Introduction: Porrini E showed that tacrolimus represents a risk factor for post-transplant Diabetes Mellitus (PTDM) development, increasing prediabetes incidence by 33% 1 year post-transplantation. Several mechanisms have been implicated in the association of calcineurin inhibitor and PTDM: decreased insulin secretion, glucose intolerance, reduced pancreatic beta cell mass and decreased insulin gene expression. DIRECT study (Diabetes Incidence after Renal Transplantation) showed the incidence in 73 CsA patients (26%) and 96 Tac patients (33.6%, p = 0.046). By the other side, Malik RF et al mention that FK levels isn´t a risk factor for the development of PTDM.
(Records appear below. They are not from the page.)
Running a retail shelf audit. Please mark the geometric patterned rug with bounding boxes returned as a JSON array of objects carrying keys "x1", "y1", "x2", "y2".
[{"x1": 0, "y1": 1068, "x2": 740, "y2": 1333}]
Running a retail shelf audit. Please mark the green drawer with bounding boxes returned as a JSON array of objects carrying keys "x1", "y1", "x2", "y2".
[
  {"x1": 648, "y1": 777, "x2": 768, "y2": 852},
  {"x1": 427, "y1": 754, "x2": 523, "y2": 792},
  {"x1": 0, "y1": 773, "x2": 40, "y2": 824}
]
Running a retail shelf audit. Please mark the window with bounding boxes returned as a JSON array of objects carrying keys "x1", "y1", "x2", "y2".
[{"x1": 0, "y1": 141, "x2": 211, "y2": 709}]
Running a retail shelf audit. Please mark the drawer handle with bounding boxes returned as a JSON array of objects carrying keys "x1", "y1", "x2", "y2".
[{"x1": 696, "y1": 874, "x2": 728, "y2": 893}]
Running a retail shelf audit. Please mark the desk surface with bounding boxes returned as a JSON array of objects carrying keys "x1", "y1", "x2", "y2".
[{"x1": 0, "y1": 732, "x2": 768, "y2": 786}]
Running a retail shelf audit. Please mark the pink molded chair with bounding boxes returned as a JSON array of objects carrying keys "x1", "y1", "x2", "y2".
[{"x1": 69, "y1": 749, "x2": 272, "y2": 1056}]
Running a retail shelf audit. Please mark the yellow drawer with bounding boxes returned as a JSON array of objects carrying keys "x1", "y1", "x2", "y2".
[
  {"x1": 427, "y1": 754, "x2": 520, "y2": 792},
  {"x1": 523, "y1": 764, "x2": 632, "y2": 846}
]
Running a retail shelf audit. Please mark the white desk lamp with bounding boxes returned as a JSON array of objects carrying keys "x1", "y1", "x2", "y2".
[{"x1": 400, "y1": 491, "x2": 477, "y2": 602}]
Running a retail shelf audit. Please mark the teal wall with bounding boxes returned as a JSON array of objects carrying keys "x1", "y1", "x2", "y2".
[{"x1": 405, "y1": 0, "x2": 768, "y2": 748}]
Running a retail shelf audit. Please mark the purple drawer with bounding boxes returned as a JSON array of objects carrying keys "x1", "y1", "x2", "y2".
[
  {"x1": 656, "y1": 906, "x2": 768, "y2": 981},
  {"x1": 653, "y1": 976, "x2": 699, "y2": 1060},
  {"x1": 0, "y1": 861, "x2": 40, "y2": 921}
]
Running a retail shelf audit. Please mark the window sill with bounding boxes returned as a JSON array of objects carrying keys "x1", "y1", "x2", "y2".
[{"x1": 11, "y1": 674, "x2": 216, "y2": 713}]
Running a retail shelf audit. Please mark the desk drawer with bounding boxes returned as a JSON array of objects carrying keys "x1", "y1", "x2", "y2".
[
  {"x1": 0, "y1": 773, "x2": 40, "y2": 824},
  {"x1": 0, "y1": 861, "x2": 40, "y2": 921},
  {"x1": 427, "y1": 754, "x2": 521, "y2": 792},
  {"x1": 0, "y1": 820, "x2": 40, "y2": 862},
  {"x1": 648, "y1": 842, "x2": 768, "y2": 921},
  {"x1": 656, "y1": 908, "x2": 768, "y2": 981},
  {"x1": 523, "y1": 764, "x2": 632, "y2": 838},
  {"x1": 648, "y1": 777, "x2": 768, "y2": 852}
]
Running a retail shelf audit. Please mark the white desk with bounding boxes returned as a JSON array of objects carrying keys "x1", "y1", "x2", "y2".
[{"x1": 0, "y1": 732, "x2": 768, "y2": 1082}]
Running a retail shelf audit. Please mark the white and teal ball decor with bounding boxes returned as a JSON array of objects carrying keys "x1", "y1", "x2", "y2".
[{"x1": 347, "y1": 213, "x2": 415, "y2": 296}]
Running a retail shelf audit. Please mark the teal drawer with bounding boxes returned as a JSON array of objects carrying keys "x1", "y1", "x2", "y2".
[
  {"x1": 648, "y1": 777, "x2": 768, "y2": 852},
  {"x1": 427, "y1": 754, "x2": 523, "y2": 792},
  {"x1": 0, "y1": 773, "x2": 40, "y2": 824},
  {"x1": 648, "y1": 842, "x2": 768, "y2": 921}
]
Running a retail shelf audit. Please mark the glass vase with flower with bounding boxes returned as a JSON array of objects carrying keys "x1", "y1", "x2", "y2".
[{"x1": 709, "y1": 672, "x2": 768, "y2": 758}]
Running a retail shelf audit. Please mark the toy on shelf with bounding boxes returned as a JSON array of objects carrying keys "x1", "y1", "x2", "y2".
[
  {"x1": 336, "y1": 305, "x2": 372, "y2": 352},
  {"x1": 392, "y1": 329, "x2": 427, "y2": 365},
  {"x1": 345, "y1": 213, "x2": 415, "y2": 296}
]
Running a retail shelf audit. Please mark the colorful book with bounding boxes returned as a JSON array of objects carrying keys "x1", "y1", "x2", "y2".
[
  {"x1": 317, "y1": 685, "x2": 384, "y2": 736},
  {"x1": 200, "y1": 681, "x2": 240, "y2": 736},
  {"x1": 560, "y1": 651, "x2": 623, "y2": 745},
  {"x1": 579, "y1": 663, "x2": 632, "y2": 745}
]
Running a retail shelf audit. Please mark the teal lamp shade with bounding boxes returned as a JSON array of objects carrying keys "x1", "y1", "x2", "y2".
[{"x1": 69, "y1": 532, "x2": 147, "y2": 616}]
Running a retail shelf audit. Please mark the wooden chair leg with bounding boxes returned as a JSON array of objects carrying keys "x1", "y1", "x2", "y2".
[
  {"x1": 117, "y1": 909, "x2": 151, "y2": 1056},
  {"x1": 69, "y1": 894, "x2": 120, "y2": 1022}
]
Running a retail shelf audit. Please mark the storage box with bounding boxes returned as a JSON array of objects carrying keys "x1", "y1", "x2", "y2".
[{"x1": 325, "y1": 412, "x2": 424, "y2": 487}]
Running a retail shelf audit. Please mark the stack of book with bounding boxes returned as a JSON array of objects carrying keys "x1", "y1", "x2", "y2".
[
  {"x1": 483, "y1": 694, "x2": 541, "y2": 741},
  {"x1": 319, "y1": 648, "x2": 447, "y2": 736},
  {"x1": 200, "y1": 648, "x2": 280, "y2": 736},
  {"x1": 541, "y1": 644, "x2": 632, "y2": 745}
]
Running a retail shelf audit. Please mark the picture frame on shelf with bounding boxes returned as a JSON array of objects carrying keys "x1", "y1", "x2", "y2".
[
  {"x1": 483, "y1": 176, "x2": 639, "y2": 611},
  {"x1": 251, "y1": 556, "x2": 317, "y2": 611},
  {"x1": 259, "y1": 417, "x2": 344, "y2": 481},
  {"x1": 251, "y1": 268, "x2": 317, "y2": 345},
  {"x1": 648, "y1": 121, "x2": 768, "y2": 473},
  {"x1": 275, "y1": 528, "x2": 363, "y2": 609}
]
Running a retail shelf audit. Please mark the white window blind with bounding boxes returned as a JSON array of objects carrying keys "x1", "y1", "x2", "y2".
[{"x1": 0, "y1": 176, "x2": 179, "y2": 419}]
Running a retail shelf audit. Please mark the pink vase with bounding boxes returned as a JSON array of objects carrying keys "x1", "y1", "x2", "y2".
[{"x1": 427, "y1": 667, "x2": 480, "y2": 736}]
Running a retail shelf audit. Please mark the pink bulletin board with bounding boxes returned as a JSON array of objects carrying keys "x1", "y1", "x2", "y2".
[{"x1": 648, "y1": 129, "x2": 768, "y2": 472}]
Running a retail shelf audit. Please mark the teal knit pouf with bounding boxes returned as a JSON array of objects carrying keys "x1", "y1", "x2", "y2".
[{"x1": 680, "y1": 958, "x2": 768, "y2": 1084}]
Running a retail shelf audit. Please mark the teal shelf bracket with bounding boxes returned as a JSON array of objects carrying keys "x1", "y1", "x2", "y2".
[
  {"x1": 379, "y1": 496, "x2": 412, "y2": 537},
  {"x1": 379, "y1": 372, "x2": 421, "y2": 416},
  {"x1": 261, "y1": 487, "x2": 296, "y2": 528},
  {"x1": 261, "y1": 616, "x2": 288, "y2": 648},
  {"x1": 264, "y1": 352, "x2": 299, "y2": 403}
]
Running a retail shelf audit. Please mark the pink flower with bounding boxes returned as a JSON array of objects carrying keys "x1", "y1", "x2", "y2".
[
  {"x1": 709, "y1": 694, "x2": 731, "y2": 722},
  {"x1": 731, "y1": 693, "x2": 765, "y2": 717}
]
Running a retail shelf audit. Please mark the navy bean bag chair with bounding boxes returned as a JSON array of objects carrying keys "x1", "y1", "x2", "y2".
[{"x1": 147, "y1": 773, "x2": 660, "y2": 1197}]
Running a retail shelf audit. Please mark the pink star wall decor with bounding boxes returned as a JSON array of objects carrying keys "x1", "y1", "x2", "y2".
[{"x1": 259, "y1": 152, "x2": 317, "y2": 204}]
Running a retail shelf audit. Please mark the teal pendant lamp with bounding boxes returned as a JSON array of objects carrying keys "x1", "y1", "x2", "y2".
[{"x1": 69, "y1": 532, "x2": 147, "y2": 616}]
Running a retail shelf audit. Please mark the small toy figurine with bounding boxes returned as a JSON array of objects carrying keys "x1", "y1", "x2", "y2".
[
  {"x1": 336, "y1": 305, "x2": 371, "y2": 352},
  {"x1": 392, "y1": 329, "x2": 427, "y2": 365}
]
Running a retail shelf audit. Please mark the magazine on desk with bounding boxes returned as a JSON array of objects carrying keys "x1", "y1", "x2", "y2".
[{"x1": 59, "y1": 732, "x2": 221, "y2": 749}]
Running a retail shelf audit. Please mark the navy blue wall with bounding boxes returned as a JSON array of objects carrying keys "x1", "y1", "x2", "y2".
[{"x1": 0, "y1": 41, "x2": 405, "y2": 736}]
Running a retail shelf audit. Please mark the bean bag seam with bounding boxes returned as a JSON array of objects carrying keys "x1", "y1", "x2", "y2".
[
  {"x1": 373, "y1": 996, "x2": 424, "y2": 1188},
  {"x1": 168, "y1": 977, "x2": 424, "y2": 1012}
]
Method: A retrospective study was performed.  All patients who received living or deceased-donor kidney transplant in the study period 2002 to 2020 was included and measured Tac/CsA and glucose level at months 0,3,6,9, and 12. Hb1Ac was also determined at 6 and 12 months. Patients who did not have at least 12 months post-transplant follow-up were excluded. PTDM diagnosis was made according the American Diabetes Association (ADA). Intrapatient Variability (IPV) coeficient was estimated by calculating the CV according to the following equation: CV (%) = (SD/mean Tac trough concentration) ×100. Mean concentrations were calculated using all outpatient Tac concentrations between 1 and 12 months. Recipients were separated into 2 groups, low IPV and high IPV, according to the CV cutoff= 37.31% (which is CV median value in the whole cohort).

Results: 640 patients were included; 69.4% were transplanted from living related donors; most frequent CKD etiologies were ND and CNG with 33.3%, 30.3% respectively. 64.4% of the transplant recipients were induced with Basiliximab and 1-year postransplant time, 463 patients (72.3%) were on tacrolimus as maintenance immunosuppression and 27.7% on CsA. The mean age recipients was 38.32 (±13.66) years old. Cr mean 1-year postransplant time was 1.39 (±1.19) mg/dL. There were no statistical differences in mean oral steroid dose between groups. Mean levels FK and CsA were 12.41 (±5.31) and 234.34 (±87.80) ng/mL and 9.13 (±5.3) and 194.38 (±92.44) ng/mL in the PTDM and whitout PTDM groups, respectively (p >0.05). 116 patients did met PTDM criteria (18.1%) within first year after transplantation; 55.1% patients were treated with metformin and 33.6% patient with basal insulin. Patients who had tacrolimus high IPV coefficient developed higher PTDM than those with low variability with statistically significant difference (43.22% vs 29.99%, p<0.05). The student's t test value to compare the IPV ​​was 0.03; ANOVA p= 0.00. Our PTDM incidence was lower than other hispanic multicenter cohort.

Conclusion: High IPV tacrolimus´s levels proved to be another risk factor for the development of PTDM. The use of prolonged-release medications can be a measures to maintain stable serum values and reduces this complication. Other prospective studies should be carried out to verify the results found.